The legislation means homeowners could be dragged into endless court battles to demand the motorist leaves their drive with would be expensive and time-consuming.

Another twist means the homeowner can even get in trouble for trying to forcibly remove the car if this causes damage to the vehicle.

Ask The Police website states: “Don’t damage/clamp the vehicle or have it removed by a third party for destruction or storage without first seeking legal advice.

“If you do any of these things, you may commit a criminal offence or the owner may pursue a civil action against you.

“Under no circumstances would we advocate merely pushing the vehicle on to a road and leaving it there as you may commit a number of offences.”

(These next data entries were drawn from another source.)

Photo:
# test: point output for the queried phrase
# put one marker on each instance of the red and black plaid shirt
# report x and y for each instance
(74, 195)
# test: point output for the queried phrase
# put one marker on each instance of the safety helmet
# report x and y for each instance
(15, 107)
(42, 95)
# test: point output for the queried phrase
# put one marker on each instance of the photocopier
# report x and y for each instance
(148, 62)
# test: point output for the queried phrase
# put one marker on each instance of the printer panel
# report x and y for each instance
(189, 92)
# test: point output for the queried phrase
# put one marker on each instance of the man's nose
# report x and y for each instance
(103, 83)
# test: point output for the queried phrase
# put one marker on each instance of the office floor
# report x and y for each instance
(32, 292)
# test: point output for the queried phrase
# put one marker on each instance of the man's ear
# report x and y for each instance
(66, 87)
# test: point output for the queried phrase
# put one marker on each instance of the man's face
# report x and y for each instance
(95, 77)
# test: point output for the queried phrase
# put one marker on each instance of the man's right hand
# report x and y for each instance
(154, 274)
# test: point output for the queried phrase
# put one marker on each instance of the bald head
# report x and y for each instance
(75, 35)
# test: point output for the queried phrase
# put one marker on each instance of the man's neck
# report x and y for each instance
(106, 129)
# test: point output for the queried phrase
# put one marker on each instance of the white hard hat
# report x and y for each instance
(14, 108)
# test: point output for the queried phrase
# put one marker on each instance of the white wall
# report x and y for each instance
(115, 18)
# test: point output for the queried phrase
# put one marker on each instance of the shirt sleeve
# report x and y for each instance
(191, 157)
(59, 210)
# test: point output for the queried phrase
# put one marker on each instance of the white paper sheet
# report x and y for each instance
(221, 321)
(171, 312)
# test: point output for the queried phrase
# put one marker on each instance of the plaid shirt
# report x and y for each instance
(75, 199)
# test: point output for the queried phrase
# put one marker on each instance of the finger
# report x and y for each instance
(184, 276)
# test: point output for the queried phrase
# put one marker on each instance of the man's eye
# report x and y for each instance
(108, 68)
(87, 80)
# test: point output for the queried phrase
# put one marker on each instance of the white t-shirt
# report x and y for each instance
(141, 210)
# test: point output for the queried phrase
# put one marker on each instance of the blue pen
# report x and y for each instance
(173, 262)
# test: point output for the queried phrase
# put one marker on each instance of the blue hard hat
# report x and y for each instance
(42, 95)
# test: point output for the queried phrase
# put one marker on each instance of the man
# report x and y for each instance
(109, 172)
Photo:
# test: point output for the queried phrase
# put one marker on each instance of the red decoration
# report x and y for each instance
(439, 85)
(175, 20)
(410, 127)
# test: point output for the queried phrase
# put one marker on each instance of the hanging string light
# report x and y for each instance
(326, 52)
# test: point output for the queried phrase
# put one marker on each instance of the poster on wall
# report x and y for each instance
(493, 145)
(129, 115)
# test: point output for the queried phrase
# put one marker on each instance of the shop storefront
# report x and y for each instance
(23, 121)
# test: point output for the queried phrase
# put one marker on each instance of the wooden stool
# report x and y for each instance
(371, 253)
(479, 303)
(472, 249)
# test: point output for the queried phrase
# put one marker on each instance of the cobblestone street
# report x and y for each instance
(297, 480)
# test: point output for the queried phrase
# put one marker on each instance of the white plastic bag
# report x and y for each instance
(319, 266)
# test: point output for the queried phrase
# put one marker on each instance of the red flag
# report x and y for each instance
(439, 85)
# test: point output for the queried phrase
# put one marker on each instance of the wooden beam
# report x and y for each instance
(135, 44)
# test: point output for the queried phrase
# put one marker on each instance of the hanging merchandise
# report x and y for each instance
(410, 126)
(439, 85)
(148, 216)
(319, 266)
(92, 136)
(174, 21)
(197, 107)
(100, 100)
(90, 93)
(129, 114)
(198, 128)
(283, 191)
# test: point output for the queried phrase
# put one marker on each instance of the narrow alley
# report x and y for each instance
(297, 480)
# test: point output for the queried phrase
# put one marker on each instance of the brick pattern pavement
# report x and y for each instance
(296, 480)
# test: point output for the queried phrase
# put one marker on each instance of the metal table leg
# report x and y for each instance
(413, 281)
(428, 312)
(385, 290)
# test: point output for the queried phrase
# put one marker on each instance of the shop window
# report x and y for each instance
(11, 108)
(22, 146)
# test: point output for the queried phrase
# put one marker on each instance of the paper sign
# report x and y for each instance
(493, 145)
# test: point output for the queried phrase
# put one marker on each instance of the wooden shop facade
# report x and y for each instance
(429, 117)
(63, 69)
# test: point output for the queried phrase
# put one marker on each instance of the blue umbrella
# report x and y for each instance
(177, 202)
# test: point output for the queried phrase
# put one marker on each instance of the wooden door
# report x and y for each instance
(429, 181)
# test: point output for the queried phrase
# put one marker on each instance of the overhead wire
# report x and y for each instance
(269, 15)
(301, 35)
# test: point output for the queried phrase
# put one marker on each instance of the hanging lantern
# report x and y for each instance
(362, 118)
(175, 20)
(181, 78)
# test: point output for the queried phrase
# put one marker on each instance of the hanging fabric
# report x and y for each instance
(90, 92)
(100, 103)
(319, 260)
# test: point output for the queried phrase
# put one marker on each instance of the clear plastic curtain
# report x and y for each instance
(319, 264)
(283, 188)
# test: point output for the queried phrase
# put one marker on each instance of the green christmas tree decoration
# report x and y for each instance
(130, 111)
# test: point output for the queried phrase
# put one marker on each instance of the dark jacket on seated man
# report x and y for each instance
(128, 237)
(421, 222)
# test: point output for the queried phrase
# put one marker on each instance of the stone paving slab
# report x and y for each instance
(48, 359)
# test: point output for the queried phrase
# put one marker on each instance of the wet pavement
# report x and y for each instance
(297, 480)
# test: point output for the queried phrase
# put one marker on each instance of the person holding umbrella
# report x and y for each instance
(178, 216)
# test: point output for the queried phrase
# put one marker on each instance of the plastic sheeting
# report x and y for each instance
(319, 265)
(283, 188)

Jack Cousens, head of roads policy for the AA added: “In a bizarre way the system seems to favour the offender over the victim in this case.

“Because the offence of trespass os a civil matter the police cannot get involved, and as the vehicle is on private land the council cannot help either.”

The car can only be removed by police officers if it is deemed to be in a dangerous condition or contain hazardous items.

If the vehicle appears to be leaking petrol this could be enough for police to take away an abandoned vehicle.

The Highway Code states it is illegal for a vehicle to be parked over a dropped kerb which is usually present in front of driveways.

If a car is blocking a drive this could be enough for local council officials to remove the vehicle and issue the motorist with fines.